Application to genetic data

Preparing gene lists

For the first demonstration of EWCE we will test for whether genes that are genetically associated with Alzheimer’s disease are enriched in any particular celltype. This gene list is stored within the package:

example_genelist <- example_genelist()
print(example_genelist)
##  [1] "APOE"     "BIN1"     "CLU"      "ABCA7"    "CR1"      "PICALM"  
##  [7] "MS4A6A"   "CD33"     "MS4A4E"   "CD2AP"    "EOGA1"    "INPP5D"  
## [13] "MEF2C"    "HLA-DRB5" "ZCWPW1"   "NME8"     "PTK2B"    "CELF1"   
## [19] "SORL1"    "FERMT2"   "SLC24A4"  "CASS4"

All gene IDs are assumed by the package to be provided in gene symbol format (rather than Ensembl/Entrez). Symbols can be provided as either HGNC or MGI symbols, though the genelistSpecies argument will need to be set appropriately. Likewise, the single cell dataset can use either human or mouse gene symbols, but the sctSpecies argument must be set to either “human” or “mouse”. The default species for both is mouse.

The example gene list here stores the human genes associated with disease, and hence are HGNC symbols.
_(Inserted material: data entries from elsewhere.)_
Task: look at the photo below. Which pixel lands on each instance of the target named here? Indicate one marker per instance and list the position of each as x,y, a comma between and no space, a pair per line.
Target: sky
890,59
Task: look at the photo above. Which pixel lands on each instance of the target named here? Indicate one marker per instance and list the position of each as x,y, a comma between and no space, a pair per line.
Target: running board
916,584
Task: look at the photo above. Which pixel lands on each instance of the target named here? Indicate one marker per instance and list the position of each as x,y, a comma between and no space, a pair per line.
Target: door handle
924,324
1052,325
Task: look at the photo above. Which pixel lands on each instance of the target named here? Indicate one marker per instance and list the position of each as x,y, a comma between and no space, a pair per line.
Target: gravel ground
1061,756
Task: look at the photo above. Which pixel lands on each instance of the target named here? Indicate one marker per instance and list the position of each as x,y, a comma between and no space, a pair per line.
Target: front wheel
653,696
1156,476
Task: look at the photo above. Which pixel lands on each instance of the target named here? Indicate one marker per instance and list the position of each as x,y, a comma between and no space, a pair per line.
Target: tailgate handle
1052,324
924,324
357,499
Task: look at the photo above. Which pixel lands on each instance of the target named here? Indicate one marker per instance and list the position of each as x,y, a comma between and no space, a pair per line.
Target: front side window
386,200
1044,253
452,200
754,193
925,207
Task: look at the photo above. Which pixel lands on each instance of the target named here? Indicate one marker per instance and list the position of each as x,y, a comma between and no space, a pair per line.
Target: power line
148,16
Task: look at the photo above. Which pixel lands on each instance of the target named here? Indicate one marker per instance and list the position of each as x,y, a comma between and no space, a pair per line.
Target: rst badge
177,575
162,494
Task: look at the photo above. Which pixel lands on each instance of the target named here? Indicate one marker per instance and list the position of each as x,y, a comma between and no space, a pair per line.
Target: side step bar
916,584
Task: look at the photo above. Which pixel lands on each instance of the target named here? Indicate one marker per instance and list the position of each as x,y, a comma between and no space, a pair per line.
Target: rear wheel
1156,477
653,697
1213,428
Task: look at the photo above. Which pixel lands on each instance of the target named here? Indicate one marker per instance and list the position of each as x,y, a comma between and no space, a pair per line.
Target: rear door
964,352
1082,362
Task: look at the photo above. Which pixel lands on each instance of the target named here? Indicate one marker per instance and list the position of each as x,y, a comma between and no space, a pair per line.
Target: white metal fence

The next step is to determine the most suitable background set. The experimental methods used to find these genes are all genome wide, so there is no restriction imposed as a result of that. Thus our initial background set is the set of all human genes. Not all human genes have mouse orthologs however, so we need to drop all genes from the target and background set which do not have mouse orthologs. To save repeatedly querying biomaRt we have a stored dataset containing all the human orthologs of MGI genes, mouse_to_human_homologs. We can use this to obtain the mouse orthologs of the target and background genes at the same time as we drop genes without orthologs:

mouse_to_human_homologs <- mouse_to_human_homologs()
m2h = unique(mouse_to_human_homologs[,c("HGNC.symbol","MGI.symbol")])
mouse.hits = unique(m2h[m2h$HGNC.symbol %in% example_genelist,"MGI.symbol"])
#mouse.bg  = unique(setdiff(m2h$MGI.symbol,mouse.hits))
mouse.bg  = unique(m2h$MGI.symbol)

The target list is now converted to MGI symbols:

print(mouse.hits)
##  [1] "Apoe"    "Inpp5d"  "Cd2ap"   "Nme8"    "Cass4"   "Mef2c"   "Zcwpw1" 
##  [8] "Bin1"    "Clu"     "Celf1"   "Abca7"   "Slc24a4" "Ptk2b"   "Picalm" 
## [15] "Fermt2"  "Sorl1"

And we have 15604 genes in background set.

Setting analysis parameters

We now need to set the parameters for the analysis. For a publishable analysis we would want to generate over 10000 random lists and determine their expression levels, but for computational speed let us only use reps=100. We want to analyse level 1 annotations so set level to 1.

# Use 100 bootstrap lists for speed, for publishable analysis use >10000
reps=100 
level=1 # <- Use level 1 annotations (i.e. Interneurons)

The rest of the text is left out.